Female Prioritization

The more progressive public conversations we have about sex and reproduction in a society where lawmakers believe birth control and access to abortion are not fundamental rights the better. But in this instance, the vagina is merely an object that women are supposed to “show a little love” so that it will be nice and fresh when a man decides he wants to possess it. Furthermore, promoting fighting and dying for the vagina as noble deeds dangerously normalizes sexual assault. In an attempt to celebrate the vagina, the advertisement diminishes the power of a woman as a whole person.

Quasi-historical Accuracy

None of the women in the commercial do anything. They passively watch the drama unfold. Women overcame centuries of injustice not because they waited for their vaginas to be conquered, but because of their intellect, warrior instinct, and strategic savvy. 

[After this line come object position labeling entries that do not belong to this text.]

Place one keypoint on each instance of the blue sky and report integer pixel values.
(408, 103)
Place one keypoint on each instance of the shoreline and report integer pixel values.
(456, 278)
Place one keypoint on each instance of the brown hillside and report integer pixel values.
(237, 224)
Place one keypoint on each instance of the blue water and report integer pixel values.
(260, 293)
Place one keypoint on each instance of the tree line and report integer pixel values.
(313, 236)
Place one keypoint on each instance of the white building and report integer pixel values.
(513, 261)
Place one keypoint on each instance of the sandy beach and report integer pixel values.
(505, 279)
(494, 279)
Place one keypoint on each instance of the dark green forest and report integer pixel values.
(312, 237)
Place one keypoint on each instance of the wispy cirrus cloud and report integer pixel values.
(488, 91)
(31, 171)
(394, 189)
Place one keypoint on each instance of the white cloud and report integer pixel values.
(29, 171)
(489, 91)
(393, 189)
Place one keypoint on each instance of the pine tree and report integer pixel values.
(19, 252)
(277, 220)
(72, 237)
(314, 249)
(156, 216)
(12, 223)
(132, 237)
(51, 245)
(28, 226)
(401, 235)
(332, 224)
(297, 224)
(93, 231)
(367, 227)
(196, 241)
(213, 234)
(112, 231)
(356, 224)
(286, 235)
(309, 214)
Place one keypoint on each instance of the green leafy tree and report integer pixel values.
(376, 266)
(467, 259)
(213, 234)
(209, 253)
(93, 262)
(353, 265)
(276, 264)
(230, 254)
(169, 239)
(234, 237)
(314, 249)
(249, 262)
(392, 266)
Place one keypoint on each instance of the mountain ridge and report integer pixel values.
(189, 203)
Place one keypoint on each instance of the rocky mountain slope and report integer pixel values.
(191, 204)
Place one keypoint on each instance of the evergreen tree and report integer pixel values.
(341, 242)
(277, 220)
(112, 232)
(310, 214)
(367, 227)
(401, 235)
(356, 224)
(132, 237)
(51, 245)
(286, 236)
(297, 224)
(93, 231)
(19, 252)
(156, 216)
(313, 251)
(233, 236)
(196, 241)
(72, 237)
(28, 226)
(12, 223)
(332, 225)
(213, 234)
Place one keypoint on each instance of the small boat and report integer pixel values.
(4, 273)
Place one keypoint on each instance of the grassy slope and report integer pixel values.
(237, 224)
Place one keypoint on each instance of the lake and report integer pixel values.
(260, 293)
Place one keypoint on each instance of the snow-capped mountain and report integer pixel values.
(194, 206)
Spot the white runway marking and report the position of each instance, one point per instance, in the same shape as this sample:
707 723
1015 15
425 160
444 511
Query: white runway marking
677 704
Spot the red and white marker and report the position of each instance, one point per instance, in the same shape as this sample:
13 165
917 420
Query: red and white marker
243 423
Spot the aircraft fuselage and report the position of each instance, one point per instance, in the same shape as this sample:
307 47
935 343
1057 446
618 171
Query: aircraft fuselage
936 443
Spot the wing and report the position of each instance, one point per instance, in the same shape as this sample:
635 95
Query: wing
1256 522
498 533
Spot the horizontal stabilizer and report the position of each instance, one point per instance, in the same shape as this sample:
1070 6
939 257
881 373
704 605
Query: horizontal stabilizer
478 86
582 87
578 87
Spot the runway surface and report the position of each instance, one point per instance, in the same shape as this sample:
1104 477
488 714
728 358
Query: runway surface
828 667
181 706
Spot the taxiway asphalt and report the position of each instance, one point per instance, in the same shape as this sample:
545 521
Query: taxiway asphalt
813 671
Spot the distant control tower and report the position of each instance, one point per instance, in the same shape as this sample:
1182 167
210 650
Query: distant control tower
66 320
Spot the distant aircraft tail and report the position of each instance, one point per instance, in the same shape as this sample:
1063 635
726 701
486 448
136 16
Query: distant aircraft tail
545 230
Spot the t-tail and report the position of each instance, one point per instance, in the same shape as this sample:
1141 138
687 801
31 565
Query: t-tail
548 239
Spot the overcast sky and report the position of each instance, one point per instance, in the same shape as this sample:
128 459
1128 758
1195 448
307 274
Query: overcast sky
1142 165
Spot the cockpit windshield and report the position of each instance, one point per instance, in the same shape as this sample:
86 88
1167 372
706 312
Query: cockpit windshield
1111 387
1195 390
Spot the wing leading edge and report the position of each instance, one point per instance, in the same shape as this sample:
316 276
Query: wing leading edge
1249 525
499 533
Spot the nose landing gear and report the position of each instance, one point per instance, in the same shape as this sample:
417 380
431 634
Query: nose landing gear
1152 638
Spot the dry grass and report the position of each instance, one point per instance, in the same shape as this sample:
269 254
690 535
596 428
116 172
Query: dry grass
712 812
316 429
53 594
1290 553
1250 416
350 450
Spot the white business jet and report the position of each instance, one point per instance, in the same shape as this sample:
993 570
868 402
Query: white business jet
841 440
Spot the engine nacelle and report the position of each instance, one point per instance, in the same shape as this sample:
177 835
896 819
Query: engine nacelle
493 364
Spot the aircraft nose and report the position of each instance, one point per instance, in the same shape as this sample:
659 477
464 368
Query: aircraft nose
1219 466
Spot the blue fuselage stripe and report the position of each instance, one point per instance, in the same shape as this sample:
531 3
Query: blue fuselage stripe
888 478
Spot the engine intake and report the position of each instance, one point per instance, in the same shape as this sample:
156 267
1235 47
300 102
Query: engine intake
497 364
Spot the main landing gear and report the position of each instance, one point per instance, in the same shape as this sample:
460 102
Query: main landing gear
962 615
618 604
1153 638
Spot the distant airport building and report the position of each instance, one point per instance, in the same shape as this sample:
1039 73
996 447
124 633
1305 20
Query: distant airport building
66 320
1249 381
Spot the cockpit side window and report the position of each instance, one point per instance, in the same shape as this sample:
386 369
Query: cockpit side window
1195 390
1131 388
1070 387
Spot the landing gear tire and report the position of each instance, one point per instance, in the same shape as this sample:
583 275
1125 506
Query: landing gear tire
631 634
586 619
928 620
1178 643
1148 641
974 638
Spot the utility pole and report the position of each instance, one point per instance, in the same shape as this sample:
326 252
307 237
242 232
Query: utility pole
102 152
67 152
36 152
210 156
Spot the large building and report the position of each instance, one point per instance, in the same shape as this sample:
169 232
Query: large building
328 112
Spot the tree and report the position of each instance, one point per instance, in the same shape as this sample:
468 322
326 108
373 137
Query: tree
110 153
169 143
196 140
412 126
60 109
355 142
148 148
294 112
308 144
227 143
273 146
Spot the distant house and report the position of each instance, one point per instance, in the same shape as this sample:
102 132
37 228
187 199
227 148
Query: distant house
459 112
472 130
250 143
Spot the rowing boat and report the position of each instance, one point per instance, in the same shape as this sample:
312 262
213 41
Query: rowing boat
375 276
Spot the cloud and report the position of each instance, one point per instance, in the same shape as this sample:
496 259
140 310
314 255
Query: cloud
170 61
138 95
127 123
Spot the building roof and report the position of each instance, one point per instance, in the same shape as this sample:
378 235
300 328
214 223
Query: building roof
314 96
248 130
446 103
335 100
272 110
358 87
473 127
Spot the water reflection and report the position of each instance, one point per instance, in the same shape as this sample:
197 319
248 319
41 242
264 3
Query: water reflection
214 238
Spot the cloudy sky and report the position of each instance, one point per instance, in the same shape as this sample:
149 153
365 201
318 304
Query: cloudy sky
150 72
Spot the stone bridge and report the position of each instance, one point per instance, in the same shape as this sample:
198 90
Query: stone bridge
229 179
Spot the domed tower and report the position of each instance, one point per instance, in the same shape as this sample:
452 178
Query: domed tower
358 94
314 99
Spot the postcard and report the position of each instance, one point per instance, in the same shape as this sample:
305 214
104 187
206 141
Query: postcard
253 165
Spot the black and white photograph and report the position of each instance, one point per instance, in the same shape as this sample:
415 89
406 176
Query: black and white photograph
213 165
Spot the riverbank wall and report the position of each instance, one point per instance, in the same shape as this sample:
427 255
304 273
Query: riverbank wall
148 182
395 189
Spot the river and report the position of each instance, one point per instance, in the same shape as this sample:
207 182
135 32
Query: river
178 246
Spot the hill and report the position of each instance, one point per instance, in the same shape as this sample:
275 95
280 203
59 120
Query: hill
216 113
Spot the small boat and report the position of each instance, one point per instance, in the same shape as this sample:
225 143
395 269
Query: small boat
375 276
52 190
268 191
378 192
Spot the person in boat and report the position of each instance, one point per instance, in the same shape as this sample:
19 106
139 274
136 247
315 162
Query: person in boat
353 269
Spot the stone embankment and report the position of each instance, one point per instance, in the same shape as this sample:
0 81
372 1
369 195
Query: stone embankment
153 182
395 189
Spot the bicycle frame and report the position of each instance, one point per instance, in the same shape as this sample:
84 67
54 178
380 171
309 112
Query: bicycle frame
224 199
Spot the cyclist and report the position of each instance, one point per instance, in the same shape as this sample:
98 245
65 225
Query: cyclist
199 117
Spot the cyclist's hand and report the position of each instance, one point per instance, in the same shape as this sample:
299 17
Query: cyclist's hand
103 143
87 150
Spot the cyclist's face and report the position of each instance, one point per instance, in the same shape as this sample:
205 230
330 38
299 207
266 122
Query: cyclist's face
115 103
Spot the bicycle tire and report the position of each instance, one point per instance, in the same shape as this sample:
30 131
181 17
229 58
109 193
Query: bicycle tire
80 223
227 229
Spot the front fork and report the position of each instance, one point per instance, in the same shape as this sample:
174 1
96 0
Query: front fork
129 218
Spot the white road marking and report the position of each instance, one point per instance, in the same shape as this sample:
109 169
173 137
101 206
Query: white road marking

The advertisement’s portrayal of faux empresses reveals its imperialism. Imperialism works best when its subtle domination tactics are accepted as empowering. Women are shown as ill-equipped to take care of the reproductive aspects of their bodies unless they enlist the help of Summer’s Eve, promoted by a male-dominated empire, I mean, company. The exalted vagina is being pimped to fulfill a patriarchal imperialist desire for capital and control. Although the tactics no longer involve sword fights, men still attempt to control the most powerful thing on earth. 


I really love this post--thanks for writing it.  While one might expect the makers of a female-targeted product to be a bit more sensitive to issues such as these, it is delightful to read how clueless (and destructive) is the ad for a company hawking a product to "solve" a fake issue.

Considerations of advertising always make me wonder about how these ads came to be.  Was this ad test marketed at all?  If so, the reaction of a general audience similar to your own intiailly positive instinct?  How did the product maker express their desires for this ad, and how was a feminist portrayal of female power discussed in meeting with the ad company?

Despite not being able to know more about those issues, you've offered a useful approach for how scholars can break down and interpret images such as these.  This may be a particularly ideal example of how scholarship, particularly scholarship of seemingly benign and insignificant media, has something important to contribute to a wider audience.